L’intervista si chiude e Di Chirico torna alla cassa. Il che non significa che Di Chirico non stiamo mettendo tutto se stesso nelle MMA, in attesa del prossimo combattimento. Anzi, mi sono fatto l‘idea che sentirsi una persona completa, con una vita piena piena di affetti (compagna, figli, fratello, madre, allenatore, amici) e passioni (tipo la Roma, che segue come quando andava in Curva Sud), non faccia da distrazione, ma anzi lo aiuti a combattere.

«Io sono completamente devoto a questo sport, ma la mia famiglia viene prima di tutto. Devo sempre pensare a un piano B, quando uno finisce di combattere e si ritira deve avere qualcosa per mandare avanti la famiglia. Una volta sono andato alla Posta e mi ha riconosciuto un impiegato, che era un lottatore. E mi ha detto questa che io poi ho pensato “cazzo è vero”; mi ha detto: “Questi sono sport poveri. Le superstar non esistono perché nel momento in cui uno pensa di essere una superstar arriva il cazzotto che lo manda giù”. Quindi io riesco a fare l’atleta di MMA, poi magari apro il bar la mattina, poi mi vado ad allenare, poi magari la sera torno al bar e lo chiudo».

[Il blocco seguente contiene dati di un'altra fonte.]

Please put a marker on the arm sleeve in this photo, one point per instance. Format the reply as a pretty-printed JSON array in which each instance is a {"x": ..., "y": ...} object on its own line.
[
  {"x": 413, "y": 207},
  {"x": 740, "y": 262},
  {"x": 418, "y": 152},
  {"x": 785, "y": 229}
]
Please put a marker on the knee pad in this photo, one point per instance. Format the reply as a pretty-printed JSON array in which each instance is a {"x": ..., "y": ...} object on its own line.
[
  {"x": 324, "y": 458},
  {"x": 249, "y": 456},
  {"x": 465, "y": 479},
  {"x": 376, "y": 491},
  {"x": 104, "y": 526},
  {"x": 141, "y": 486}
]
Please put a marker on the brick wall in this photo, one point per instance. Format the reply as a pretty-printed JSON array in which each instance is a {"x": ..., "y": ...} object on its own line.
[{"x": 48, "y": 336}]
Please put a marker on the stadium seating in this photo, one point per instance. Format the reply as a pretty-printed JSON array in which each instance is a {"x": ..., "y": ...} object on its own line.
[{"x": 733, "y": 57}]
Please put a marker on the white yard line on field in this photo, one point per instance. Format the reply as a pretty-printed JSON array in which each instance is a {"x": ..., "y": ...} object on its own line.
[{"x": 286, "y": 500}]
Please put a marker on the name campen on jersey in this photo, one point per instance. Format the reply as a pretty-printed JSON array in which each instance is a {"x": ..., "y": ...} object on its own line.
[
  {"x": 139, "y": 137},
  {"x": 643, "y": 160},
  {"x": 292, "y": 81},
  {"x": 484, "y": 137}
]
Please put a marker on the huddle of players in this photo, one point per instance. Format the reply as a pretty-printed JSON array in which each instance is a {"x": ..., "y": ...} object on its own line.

Quando ci alziamo dal tavolino esterno un uomo si avvicina a noi. «Stavate parlando di boxe?», chiede. Quasi, rispondo io, e mi sento in dovere di presentare Alessio. L'uomo poi tira fuori dal portafoglio una foto, con sopra una faccia che conoscevo. Era quella di Carlo Maggi, suo fratello e allenatore della boxe San Basilio, una palestra di un quartiere romano periferico da cui sono usciti 15 campioni, tra cui Daniele Petrucci, arrivato a un passo dal titolo mondiale. Penso che è una strana e felice coincidenza, a inizio intervista avevo consigliato da Alessio i podcast in cui si racconta la sua storia (realizzati da Matteo Gagliardi e pubblicati su Radio Rai tre). Ascoltandoli mi sono commosso pensando a Roma come un contenitore di eccellenze che bruciano troppo velocemente, nella diffidenza e nei pregiudizi. E che poi vengono dimenticati con tristezza, anziché tramandati con orgoglio. Di Chirico e il fratello di Carlo Maggi si salutano con la promessa di fare colazione insieme un altro giorno, io li guardo e penso alla forza simbolica del loro incontro, a tutto quello che rappresenta la storia di Maggi per Roma, a tutto quello che può rappresentare la storia di Di Chirico.